Ryan é uma figura crucial para que a Administração Trump possa pôr em prática algumas das suas promessas, já que é ele quem lidera a maioria republicana na Câmara dos Representantes, onde se discutem e aprovam as leis. O problema é que Trump entrou aos pontapés no Partido Republicano, desafiando os principais líderes do partido, que vê como cúmplices do “pântano” em Washington – e não há ninguém no Partido Republicano mais poderoso do que Paul Ryan; por inerência, é o segundo na sucessão do Presidente a seguir ao vice-presidente, seja de que partido eles forem.

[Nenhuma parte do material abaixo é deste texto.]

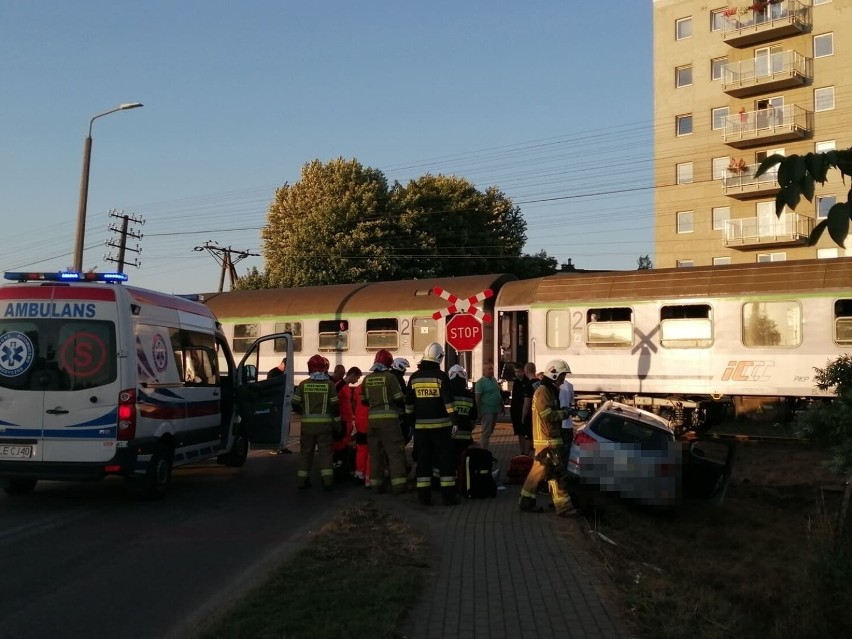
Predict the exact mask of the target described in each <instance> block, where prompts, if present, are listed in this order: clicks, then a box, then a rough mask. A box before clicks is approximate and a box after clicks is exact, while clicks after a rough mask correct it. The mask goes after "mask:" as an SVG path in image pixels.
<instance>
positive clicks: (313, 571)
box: [198, 500, 426, 639]
mask: <svg viewBox="0 0 852 639" xmlns="http://www.w3.org/2000/svg"><path fill="white" fill-rule="evenodd" d="M425 557H426V542H425V540H424V539H423V537H421V536H420V535H419V534H417V533H416V532H415V531H414V530H413V529H412V528H411V527H410V526H408V525H407V524H406V523H404V522H403V521H401V520H399V519H397V518H395V517H394V516H392V515H390V514H388V513H386V512H384V511H382V510H379V509H378V508H377V507H376V505H375V503H374V502H372V501H370V500H364V501H360V502H358V503H357V504H355V505H354V506H351V507H349V508H347V509H346V510H345V511H344V512H343V513H341V514H340V515H339V516H338V517H336V518H335V519H334V520H333V521H331V522H329V523H328V524H326V525H325V526H324V527H323V528H322V529H321V530H320V531H319V532H318V533H317V535H316V536H315V537H314V538H313V539H312V540H311V541H310V542H309V543H308V545H307V546H306V547H305V548H303V549H302V550H301V551H300V552H298V553H297V554H296V555H295V556H293V557H292V558H290V559H289V560H288V561H287V562H285V563H284V564H283V565H281V566H280V567H279V568H277V569H276V571H275V572H274V574H273V575H272V577H271V579H270V580H269V581H267V582H266V583H264V584H263V585H262V586H260V587H259V588H257V589H256V590H254V591H252V592H251V593H249V594H248V595H247V596H246V597H245V598H243V599H242V600H241V601H239V602H236V603H235V605H234V606H233V608H232V610H231V611H230V612H229V613H228V614H227V616H226V617H224V618H223V619H221V620H218V621H217V622H216V623H215V625H214V627H212V628H209V629H207V630H206V631H205V632H204V633H202V634H200V635H198V639H214V638H215V639H238V638H241V637H245V638H246V639H249V638H251V639H263V638H267V637H268V638H273V637H275V638H281V637H287V638H288V639H300V638H301V639H337V638H339V637H376V638H381V637H392V636H394V635H393V630H394V628H395V627H396V625H397V623H398V622H399V619H400V617H401V616H402V615H403V614H404V613H405V612H406V610H408V609H409V608H410V607H411V606H413V604H414V602H415V601H416V599H417V597H418V596H419V594H420V591H421V588H422V581H423V577H424V566H425V559H424V558H425Z"/></svg>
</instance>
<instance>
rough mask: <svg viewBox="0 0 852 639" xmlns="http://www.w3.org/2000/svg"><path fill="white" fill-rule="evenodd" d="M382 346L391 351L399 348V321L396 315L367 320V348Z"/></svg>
mask: <svg viewBox="0 0 852 639" xmlns="http://www.w3.org/2000/svg"><path fill="white" fill-rule="evenodd" d="M380 348H386V349H388V350H391V351H395V350H397V349H398V348H399V321H398V320H397V319H396V318H395V317H383V318H377V319H369V320H367V350H368V351H377V350H379V349H380Z"/></svg>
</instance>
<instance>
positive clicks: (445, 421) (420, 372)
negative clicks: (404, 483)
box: [405, 342, 459, 506]
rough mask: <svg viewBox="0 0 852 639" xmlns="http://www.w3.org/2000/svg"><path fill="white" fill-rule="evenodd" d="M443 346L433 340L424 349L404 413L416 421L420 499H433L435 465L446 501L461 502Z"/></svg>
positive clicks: (409, 390)
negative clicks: (456, 491) (459, 500)
mask: <svg viewBox="0 0 852 639" xmlns="http://www.w3.org/2000/svg"><path fill="white" fill-rule="evenodd" d="M443 359H444V349H443V347H442V346H441V345H440V344H438V343H437V342H432V343H431V344H429V346H427V347H426V350H425V351H424V352H423V359H422V360H421V362H420V367H419V369H418V370H417V371H416V372H415V373H413V374H412V375H411V377H410V378H409V379H408V392H407V393H406V396H405V414H406V415H407V416H408V418H409V423H411V422H413V424H414V448H415V450H416V451H417V499H418V500H419V501H420V503H421V504H424V505H428V504H430V503H431V502H432V468H433V467H437V468H438V469H439V472H440V483H441V498H442V500H443V502H444V504H445V505H448V506H449V505H453V504H457V503H459V496H458V494H457V492H456V459H455V455H454V448H453V439H452V427H453V421H454V420H455V407H454V405H453V398H452V395H451V394H450V388H449V386H450V380H449V378H448V377H447V374H446V373H445V372H444V371H442V370H441V361H443Z"/></svg>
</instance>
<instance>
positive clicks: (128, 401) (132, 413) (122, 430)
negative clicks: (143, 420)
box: [118, 388, 136, 441]
mask: <svg viewBox="0 0 852 639" xmlns="http://www.w3.org/2000/svg"><path fill="white" fill-rule="evenodd" d="M134 437H136V389H135V388H128V389H127V390H123V391H121V392H120V393H119V394H118V439H119V441H129V440H131V439H133V438H134Z"/></svg>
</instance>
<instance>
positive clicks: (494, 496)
mask: <svg viewBox="0 0 852 639" xmlns="http://www.w3.org/2000/svg"><path fill="white" fill-rule="evenodd" d="M496 461H497V460H496V459H494V455H492V454H491V452H490V451H487V450H485V449H484V448H476V447H471V448H468V449H467V450H466V451H465V453H464V456H463V469H464V485H463V491H462V494H463V495H464V496H465V497H467V498H469V499H484V498H486V497H496V496H497V482H496V481H495V480H494V474H493V471H494V463H495V462H496Z"/></svg>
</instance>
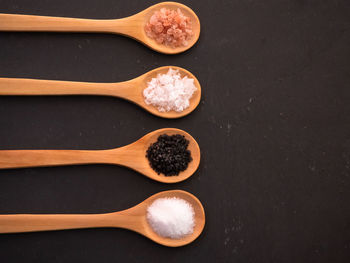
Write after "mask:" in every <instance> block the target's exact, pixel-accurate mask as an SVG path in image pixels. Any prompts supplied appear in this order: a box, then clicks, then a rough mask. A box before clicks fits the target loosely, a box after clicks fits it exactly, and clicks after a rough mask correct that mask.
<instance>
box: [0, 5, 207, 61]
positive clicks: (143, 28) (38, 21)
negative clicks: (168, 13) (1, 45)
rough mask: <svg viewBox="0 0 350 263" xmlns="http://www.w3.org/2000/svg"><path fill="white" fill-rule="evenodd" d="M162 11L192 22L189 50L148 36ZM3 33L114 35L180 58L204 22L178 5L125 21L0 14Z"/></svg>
mask: <svg viewBox="0 0 350 263" xmlns="http://www.w3.org/2000/svg"><path fill="white" fill-rule="evenodd" d="M161 8H168V9H171V10H177V9H178V8H179V9H180V10H181V11H182V12H183V13H184V15H186V16H187V17H189V18H190V19H191V22H192V29H193V30H192V31H193V33H194V35H193V36H192V38H191V39H190V40H189V42H188V45H187V46H181V47H175V48H173V47H169V46H166V45H163V44H159V43H157V42H156V41H155V40H153V39H151V38H149V37H148V36H147V35H146V33H145V25H146V23H147V22H148V21H149V19H150V17H151V16H152V15H153V14H154V12H155V11H157V10H160V9H161ZM0 31H42V32H93V33H112V34H120V35H124V36H128V37H131V38H133V39H136V40H138V41H139V42H141V43H143V44H145V45H146V46H148V47H149V48H151V49H153V50H155V51H158V52H161V53H165V54H177V53H181V52H184V51H186V50H188V49H189V48H191V47H192V46H193V45H194V44H195V43H196V42H197V40H198V38H199V34H200V22H199V19H198V17H197V15H196V14H195V13H194V12H193V11H192V10H191V9H190V8H189V7H187V6H185V5H183V4H180V3H176V2H163V3H159V4H155V5H153V6H151V7H149V8H147V9H145V10H143V11H141V12H139V13H137V14H135V15H132V16H129V17H126V18H121V19H104V20H103V19H99V20H98V19H79V18H66V17H48V16H34V15H15V14H0Z"/></svg>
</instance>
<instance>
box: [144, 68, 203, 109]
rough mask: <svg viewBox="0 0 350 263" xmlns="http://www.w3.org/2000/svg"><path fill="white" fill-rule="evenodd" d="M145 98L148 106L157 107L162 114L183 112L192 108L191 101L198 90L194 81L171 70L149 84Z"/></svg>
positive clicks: (159, 76)
mask: <svg viewBox="0 0 350 263" xmlns="http://www.w3.org/2000/svg"><path fill="white" fill-rule="evenodd" d="M147 84H148V85H147V88H145V89H144V90H143V96H144V98H145V102H146V104H147V105H150V104H151V105H153V106H155V107H157V109H158V110H159V111H160V112H164V111H171V110H174V111H177V112H181V111H183V110H184V109H187V108H188V107H189V106H190V99H191V97H192V95H193V93H194V92H195V91H196V90H197V88H196V86H195V85H194V79H191V78H188V77H187V76H185V77H183V78H182V77H181V75H180V73H179V70H174V69H171V68H170V69H169V71H168V73H166V74H158V75H157V77H156V78H152V79H151V81H150V82H148V83H147Z"/></svg>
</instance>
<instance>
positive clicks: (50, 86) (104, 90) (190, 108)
mask: <svg viewBox="0 0 350 263" xmlns="http://www.w3.org/2000/svg"><path fill="white" fill-rule="evenodd" d="M170 68H172V69H174V70H178V71H179V73H180V74H181V77H184V76H187V77H188V78H191V79H194V85H195V86H196V88H197V90H196V91H195V92H194V94H193V96H192V97H191V99H190V105H189V107H188V108H187V109H185V110H183V111H181V112H176V111H168V112H160V111H159V110H158V109H157V108H156V107H154V106H152V105H147V104H146V103H145V100H144V96H143V90H144V89H145V88H147V83H148V82H149V81H151V79H152V78H155V77H157V75H158V74H165V73H167V72H168V70H169V69H170ZM0 95H29V96H32V95H35V96H37V95H99V96H113V97H118V98H122V99H125V100H128V101H130V102H133V103H135V104H137V105H138V106H140V107H142V108H143V109H145V110H146V111H148V112H150V113H152V114H154V115H156V116H158V117H162V118H169V119H174V118H181V117H184V116H186V115H188V114H190V113H191V112H192V111H194V110H195V109H196V108H197V106H198V105H199V102H200V99H201V86H200V83H199V81H198V79H197V78H196V77H195V76H194V75H193V74H192V73H191V72H189V71H188V70H186V69H183V68H180V67H176V66H164V67H159V68H156V69H153V70H151V71H149V72H147V73H145V74H143V75H141V76H139V77H137V78H134V79H132V80H129V81H124V82H119V83H92V82H75V81H57V80H38V79H17V78H0Z"/></svg>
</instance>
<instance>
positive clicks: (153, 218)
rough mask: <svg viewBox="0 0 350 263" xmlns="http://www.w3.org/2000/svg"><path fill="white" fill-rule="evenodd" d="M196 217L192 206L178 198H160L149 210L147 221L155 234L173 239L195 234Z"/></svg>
mask: <svg viewBox="0 0 350 263" xmlns="http://www.w3.org/2000/svg"><path fill="white" fill-rule="evenodd" d="M194 215H195V213H194V209H193V207H192V205H191V204H190V203H188V202H187V201H185V200H183V199H180V198H177V197H171V198H159V199H157V200H155V201H154V202H153V203H152V204H151V205H150V206H149V207H148V208H147V221H148V223H149V225H150V226H151V228H152V229H153V230H154V232H156V233H157V234H158V235H160V236H162V237H168V238H173V239H180V238H182V237H184V236H186V235H189V234H192V233H193V229H194V227H195V220H194Z"/></svg>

“Eles agora têm um forte incentivo para fazerem as pazes e surgirem como uma frente unida. Precisam um do outro”, disse ao PÚBLICO o analista Christopher Foreman, da Brookings Institution. “Trump é um recém-chegado a Washington e Ryan precisa da energia popular e do poder presidencial que Trump tem agora para oferecer.”

Apesar da conversa de campanha contra o establishment, a verdade é que “Trump e os republicanos no Congresso têm muito em comum”, afirma o mesmo especialista. “Concordam em acabar com o Obamacare, reduzir os impostos, construir um muro na fronteira Sul do país, ou melhor, uma versão maior do que já existe.”

Como conservador tradicional, Ryan criticou várias declarações e propostas de Trump durante a campanha –  esperou um mês para lhe dar o apoio como nomeado do seu próprio partido; acusou-o de racismo quando Trump disse que o juiz Gonzalo Curiel, nascido no estado do Indiana e filho de mexicanos, não podia julgar um processo contra a empresa com fins lucrativos chamada Universidade Trump; e censurou-o quando propôs a proibição de entrada no país a todos os muçulmanos.

Mas depois da eleição de terça-feira, e com uma maioria nas duas câmaras do Congresso, Ryan quer fazer as pazes o mais rapidamente possível para avançar parte do seu programa. Para isso, terá de fazer concessões ao programa de Trump, e foi isso que ambos parecem ter acordado na reunião desta quinta-feira. Mais uma vez, o que aconteceu na campanha ficou na campanha: “Estamos ansiosos por fazer algumas coisas espectaculares para o povo americano”, disse Trump no final do encontro.

Mas isto significa que está tudo bem na república dos Estados Unidos? Longe disso, basta ver os gritos dos milhares e milhares de pessoas que se manifestaram nestes dois dias em várias cidades do país, eleitores que não se conformam com as promessas feitas por Trump, como a construção de um muro em toda a fronteira com o México, e as suas certezas de que o próximo Presidente é um ditador em formação, racista, sexista, anti-imigração e apostado em perseguir minorias.

São dois momentos distintos: este é o momento em que Obama quer fazer tudo para que a transição de poder seja digna, e em que Ryan quer aproveitar a vitória de Trump para engolir alguns sapos em troca da aprovação de parte das suas propostas.

Se Trump vai recuar em algumas promessas como o fim do tratado nuclear do Irão depois de ter ouvido as implicações dessa decisão da boca de Obama, ou se a conversa lhe entrou por um ouvido e saiu pelo outro, é algo que só os astrólogos podem dizer. Os astrólogos e o que vai na cabeça de Trump. Como diz Christopher Foreman, da Brookings Institution, “Trump até é capaz de tentar fazer acordos com os democratas e os independentes em detrimento dos republicanos para fechar um negócio, como ele diria. Ninguém deve apostar dinheiro em previsões sobre o que Donald Trump vai fazer.”